Thank you so much for the responsible disclosure! Our marketing site was in fact affected by this permissions issue and, with the help of your awesome blog post, we were able to quickly start the remediation process. Please let me know your t-shirt size and a good mailing address so we can get you some Knewton swag.

Again, we greatly appreciate the disclosure before going public. Awesome work. I look forward to reading your future blog posts.

We haven't got any response to about 95% of the mails we've sent. Those sites are still vulnerable.

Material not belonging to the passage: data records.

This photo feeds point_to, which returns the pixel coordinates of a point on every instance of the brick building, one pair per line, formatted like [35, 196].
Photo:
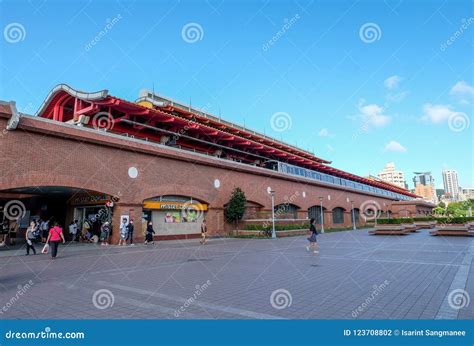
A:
[95, 156]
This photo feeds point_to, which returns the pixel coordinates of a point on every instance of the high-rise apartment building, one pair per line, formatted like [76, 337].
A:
[451, 184]
[425, 186]
[392, 176]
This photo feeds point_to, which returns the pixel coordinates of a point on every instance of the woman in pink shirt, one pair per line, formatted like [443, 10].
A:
[54, 237]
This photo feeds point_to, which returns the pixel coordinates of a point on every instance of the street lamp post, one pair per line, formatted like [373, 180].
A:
[273, 214]
[322, 215]
[353, 216]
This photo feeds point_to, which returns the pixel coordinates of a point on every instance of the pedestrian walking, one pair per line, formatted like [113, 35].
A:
[86, 231]
[73, 228]
[30, 236]
[105, 233]
[203, 232]
[123, 232]
[44, 230]
[130, 229]
[5, 227]
[313, 245]
[14, 227]
[54, 237]
[149, 233]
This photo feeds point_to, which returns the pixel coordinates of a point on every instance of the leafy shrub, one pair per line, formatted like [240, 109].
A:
[424, 218]
[454, 220]
[394, 221]
[266, 226]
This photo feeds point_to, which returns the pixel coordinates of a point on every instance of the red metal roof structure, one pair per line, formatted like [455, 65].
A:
[159, 119]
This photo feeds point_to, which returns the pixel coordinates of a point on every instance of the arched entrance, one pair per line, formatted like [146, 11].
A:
[315, 213]
[355, 214]
[49, 204]
[175, 217]
[338, 216]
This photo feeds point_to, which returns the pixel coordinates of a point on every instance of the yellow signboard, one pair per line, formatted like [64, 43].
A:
[174, 205]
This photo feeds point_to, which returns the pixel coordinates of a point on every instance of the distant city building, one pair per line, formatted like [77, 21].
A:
[466, 194]
[451, 184]
[439, 193]
[425, 186]
[390, 175]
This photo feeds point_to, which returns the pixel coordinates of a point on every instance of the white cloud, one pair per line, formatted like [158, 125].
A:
[396, 97]
[325, 133]
[463, 91]
[437, 114]
[392, 82]
[372, 115]
[394, 146]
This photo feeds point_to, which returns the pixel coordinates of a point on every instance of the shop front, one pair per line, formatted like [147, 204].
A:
[90, 211]
[175, 217]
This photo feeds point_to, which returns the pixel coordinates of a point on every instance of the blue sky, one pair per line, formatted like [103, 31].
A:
[360, 83]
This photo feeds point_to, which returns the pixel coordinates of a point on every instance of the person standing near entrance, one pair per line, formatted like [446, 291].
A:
[313, 245]
[123, 232]
[73, 230]
[54, 237]
[30, 236]
[105, 233]
[203, 232]
[149, 233]
[130, 229]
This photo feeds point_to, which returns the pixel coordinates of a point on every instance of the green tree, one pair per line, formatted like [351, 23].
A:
[235, 209]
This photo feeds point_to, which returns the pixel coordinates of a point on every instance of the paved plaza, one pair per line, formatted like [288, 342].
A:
[355, 276]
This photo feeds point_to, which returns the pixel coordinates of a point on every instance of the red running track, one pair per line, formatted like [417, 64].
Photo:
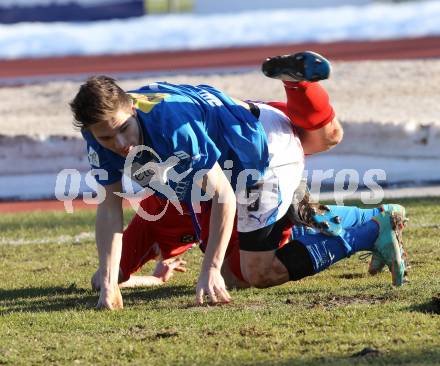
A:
[416, 48]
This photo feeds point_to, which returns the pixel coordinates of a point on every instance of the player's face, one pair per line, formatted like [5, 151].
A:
[119, 135]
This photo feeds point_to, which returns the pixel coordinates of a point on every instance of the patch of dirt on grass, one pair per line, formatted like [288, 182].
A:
[339, 300]
[254, 332]
[366, 352]
[430, 307]
[166, 334]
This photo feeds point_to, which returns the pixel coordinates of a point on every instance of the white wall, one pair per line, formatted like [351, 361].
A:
[229, 6]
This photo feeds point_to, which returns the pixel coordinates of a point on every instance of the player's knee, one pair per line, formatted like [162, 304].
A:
[336, 135]
[257, 278]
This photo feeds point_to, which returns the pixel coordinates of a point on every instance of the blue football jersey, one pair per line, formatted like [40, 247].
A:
[189, 129]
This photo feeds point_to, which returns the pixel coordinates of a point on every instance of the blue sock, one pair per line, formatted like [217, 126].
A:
[326, 250]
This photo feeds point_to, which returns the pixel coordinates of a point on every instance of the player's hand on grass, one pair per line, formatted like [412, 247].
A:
[212, 285]
[110, 298]
[165, 268]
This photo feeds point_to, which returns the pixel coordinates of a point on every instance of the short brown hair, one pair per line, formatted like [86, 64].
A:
[98, 100]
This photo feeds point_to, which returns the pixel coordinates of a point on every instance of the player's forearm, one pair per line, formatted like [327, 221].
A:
[221, 225]
[109, 225]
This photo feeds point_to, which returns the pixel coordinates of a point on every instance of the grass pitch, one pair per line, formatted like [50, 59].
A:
[47, 311]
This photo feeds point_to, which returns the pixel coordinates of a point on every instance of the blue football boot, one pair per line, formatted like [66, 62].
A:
[301, 66]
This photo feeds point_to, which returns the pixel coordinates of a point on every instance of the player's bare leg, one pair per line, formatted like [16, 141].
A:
[162, 273]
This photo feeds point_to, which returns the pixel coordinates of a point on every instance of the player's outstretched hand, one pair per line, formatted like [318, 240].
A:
[212, 285]
[165, 268]
[110, 299]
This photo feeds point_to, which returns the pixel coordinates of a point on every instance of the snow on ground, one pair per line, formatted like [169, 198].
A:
[391, 122]
[180, 32]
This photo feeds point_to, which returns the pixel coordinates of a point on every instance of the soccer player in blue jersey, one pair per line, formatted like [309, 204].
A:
[193, 143]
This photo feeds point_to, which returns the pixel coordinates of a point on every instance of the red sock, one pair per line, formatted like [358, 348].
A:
[307, 105]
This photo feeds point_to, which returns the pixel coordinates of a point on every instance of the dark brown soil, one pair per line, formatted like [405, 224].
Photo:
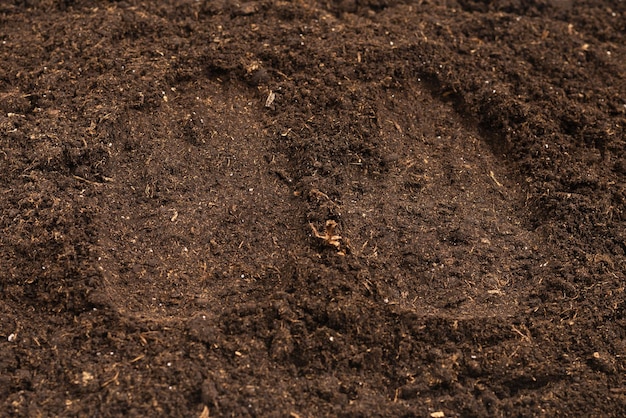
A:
[172, 172]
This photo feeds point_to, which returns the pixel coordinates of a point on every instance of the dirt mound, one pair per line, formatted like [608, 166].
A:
[338, 208]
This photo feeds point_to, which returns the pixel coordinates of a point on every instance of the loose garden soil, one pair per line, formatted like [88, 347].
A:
[312, 208]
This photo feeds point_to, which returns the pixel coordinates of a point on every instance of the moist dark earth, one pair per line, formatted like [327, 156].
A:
[375, 208]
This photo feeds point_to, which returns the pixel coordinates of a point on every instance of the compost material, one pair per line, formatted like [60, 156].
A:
[375, 208]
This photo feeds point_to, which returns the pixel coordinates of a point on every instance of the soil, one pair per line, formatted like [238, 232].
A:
[313, 208]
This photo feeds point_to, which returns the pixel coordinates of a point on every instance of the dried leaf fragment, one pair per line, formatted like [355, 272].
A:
[329, 235]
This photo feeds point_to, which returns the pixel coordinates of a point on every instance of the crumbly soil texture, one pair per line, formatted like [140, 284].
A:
[374, 208]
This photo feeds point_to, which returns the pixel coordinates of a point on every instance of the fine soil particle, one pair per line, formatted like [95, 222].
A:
[312, 208]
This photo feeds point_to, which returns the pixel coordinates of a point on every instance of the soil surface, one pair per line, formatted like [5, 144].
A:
[312, 208]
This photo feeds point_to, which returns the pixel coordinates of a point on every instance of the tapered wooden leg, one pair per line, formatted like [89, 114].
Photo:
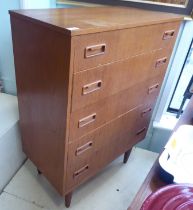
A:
[126, 156]
[68, 199]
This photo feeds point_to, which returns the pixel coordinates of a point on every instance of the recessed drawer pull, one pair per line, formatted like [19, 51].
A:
[168, 34]
[153, 88]
[80, 171]
[146, 111]
[84, 148]
[89, 88]
[161, 62]
[95, 50]
[87, 120]
[141, 131]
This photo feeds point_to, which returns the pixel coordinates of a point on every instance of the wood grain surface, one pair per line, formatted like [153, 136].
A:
[76, 21]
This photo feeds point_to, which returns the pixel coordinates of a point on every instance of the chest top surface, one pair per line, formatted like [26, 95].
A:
[77, 21]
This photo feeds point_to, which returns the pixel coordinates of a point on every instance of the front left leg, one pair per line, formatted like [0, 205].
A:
[68, 199]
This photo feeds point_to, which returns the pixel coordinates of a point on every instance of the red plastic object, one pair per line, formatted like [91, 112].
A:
[171, 197]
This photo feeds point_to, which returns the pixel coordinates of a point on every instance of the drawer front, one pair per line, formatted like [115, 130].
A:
[93, 85]
[92, 152]
[92, 116]
[101, 48]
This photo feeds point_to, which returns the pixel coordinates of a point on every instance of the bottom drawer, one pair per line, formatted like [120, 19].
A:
[92, 152]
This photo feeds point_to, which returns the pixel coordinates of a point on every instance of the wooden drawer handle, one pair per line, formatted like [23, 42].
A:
[80, 171]
[153, 88]
[141, 131]
[83, 148]
[161, 61]
[89, 88]
[146, 111]
[87, 120]
[168, 34]
[95, 50]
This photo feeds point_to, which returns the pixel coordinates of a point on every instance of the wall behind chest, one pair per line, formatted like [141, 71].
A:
[7, 71]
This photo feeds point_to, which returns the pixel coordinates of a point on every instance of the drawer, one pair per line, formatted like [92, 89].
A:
[93, 85]
[92, 116]
[90, 153]
[101, 48]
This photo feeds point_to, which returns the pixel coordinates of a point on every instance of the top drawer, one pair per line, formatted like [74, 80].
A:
[96, 49]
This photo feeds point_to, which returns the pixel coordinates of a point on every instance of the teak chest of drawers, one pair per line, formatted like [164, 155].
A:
[87, 82]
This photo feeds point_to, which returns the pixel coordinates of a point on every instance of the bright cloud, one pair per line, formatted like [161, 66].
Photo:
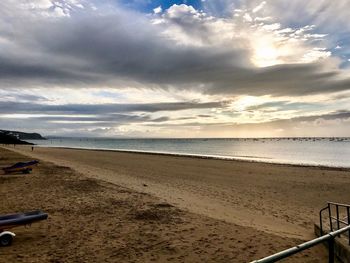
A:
[103, 68]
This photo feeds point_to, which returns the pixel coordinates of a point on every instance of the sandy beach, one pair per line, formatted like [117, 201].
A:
[125, 207]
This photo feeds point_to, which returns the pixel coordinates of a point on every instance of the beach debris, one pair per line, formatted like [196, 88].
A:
[16, 220]
[21, 167]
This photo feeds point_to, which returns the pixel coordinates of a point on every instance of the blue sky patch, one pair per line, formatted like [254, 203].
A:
[148, 6]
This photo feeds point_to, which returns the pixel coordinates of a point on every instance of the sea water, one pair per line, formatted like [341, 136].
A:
[332, 152]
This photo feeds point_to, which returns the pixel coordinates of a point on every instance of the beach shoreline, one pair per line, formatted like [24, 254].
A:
[278, 199]
[249, 159]
[108, 222]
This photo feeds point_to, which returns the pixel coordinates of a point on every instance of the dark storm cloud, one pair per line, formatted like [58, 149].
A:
[90, 48]
[22, 107]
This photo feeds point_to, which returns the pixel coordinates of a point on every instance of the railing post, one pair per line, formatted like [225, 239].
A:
[330, 217]
[348, 215]
[321, 229]
[337, 211]
[331, 250]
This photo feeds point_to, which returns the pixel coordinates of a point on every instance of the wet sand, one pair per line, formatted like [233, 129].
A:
[123, 207]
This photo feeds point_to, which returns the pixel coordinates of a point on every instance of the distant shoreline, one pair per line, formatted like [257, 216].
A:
[199, 156]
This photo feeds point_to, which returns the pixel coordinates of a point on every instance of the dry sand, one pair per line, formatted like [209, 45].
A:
[127, 207]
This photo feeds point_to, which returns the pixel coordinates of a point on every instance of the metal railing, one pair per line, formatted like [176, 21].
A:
[291, 251]
[334, 221]
[337, 220]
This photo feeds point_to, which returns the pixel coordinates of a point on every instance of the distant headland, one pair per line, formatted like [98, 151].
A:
[16, 137]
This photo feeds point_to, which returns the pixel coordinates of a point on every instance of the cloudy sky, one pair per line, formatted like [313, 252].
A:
[200, 68]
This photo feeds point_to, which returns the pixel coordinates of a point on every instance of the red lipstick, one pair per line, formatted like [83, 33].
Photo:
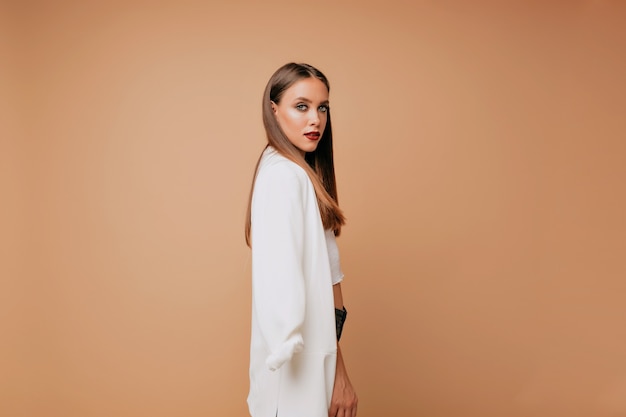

We even had two responses to be removed from the mailinglist.

Cloning GIT repositories

On some occasions you can just easily clone the git repositories (depending on webserver configuration), for other occasions I’ve created an application that will download the files that it has access to.

/.git/config (contains the different branches and origins)
/.git/index (contains the git index)
/.git/HEAD (contains the current reference to HEAD)
/.git/packed-refs (contains the references to the packed archives)
/.git/logs/HEAD (contains all commit messages)

The key file is the /.git/ORIG_HEAD. That file contains the SHA1 address of the commit parent. From this file you can enumerate through all objects.

/.git/objects/{first two chars sha1}/{next chars of sha1}
u = requests.get(base + ‘/objects/’ + objh[:2] + ‘/’ + objh[2:])  

The file is zlib compressed and the first 4 bytes contains the item identifier.

db =  zlib.decompress(body)  

This can be:

  • blob (a file)
  • comm (a commit), commit information and reference to tree
  • tree (a tree), reference to the files and references to objects in the tree

Git has the habit to create packed files of older objects now an then. Those can be found in the .git/packed-refs/ folder.

As an example you can see boost.org. This website is a clone of a public github repository, so in this case it is in purpose, or it cannot do any harm.

http://www.boost.org/.git/config
http://www.boost.org/.git/logs/HEAD
http://www.boost.org/.git/index